Re: [RFC PATCH 07/86] Revert "livepatch,sched: Add livepatch task switching to cond_resched()"

From: Ankur Arora
Date: Thu Nov 09 2023 - 17:52:15 EST



Josh Poimboeuf <jpoimboe@xxxxxxxxxx> writes:

> On Thu, Nov 09, 2023 at 12:31:47PM -0500, Steven Rostedt wrote:
>> On Thu, 9 Nov 2023 09:26:37 -0800
>> Josh Poimboeuf <jpoimboe@xxxxxxxxxx> wrote:
>>
>> > On Tue, Nov 07, 2023 at 06:16:09PM -0500, Steven Rostedt wrote:
>> > > On Tue, 7 Nov 2023 13:56:53 -0800
>> > > Ankur Arora <ankur.a.arora@xxxxxxxxxx> wrote:
>> > >
>> > > > This reverts commit e3ff7c609f39671d1aaff4fb4a8594e14f3e03f8.
>> > > >
>> > > > Note that removing this commit reintroduces "live patches failing to
>> > > > complete within a reasonable amount of time due to CPU-bound kthreads."
>> > > >
>> > > > Unfortunately this fix depends quite critically on PREEMPT_DYNAMIC and
>> > > > existence of cond_resched() so this will need an alternate fix.
>> >
>> > We definitely don't want to introduce a regression, something will need
>> > to be figured out before removing cond_resched().
>> >
>> > We could hook into preempt_schedule_irq(), but that wouldn't work for
>> > non-ORC.
>> >
>> > Another option would be to hook into schedule(). Then livepatch could
>> > set TIF_NEED_RESCHED on remaining unpatched tasks. But again if they go
>> > through the preemption path then we have the same problem for non-ORC.
>> >
>> > Worst case we'll need to sprinkle cond_livepatch() everywhere :-/
>> >
>>
>> I guess I'm not fully understanding what the cond rescheds are for. But
>> would an IPI to all CPUs setting NEED_RESCHED, fix it?

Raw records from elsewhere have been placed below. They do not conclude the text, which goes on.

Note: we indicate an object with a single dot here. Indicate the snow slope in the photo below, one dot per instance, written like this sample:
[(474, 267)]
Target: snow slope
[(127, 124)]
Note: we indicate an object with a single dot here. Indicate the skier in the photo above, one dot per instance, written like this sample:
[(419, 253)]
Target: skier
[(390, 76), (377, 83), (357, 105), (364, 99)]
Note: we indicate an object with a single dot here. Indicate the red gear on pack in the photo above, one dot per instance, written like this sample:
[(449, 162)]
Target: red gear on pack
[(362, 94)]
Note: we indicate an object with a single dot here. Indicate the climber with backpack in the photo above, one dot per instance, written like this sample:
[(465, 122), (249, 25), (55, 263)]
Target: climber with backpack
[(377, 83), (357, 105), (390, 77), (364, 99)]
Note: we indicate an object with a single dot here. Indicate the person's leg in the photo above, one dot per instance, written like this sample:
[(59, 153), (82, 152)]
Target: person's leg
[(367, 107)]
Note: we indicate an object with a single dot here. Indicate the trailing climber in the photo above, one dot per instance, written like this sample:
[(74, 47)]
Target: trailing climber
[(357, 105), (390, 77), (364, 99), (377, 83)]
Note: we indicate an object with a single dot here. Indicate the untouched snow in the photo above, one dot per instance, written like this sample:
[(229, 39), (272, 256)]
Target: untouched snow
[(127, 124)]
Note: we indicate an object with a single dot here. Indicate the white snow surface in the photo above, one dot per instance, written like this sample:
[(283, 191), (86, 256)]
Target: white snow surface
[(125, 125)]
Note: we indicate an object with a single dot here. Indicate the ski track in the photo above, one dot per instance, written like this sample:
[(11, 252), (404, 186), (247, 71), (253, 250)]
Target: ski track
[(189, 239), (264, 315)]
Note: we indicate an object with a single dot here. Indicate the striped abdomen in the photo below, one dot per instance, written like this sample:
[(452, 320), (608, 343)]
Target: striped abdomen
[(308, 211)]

Yeah. We could just temporarily toggle to full preemption, when
NEED_RESCHED_LAZY is always upgraded to NEED_RESCHED which will
then send IPIs.

> If all livepatch arches had the ORC unwinder, yes.
>
> The problem is that frame pointer (and similar) unwinders can't reliably
> unwind past an interrupt frame.

Ah, I wonder if we could just disable the preempt_schedule_irq() path
temporarily? Hooking into schedule() alongside something like this:

@@ -379,7 +379,7 @@ noinstr irqentry_state_t irqentry_enter(struct pt_regs *regs)

void irqentry_exit_cond_resched(void)
{
- if (!preempt_count()) {
+ if (klp_cond_resched_disable() && !preempt_count()) {

The problem would be tasks that don't go through any preemptible
sections.

--
ankur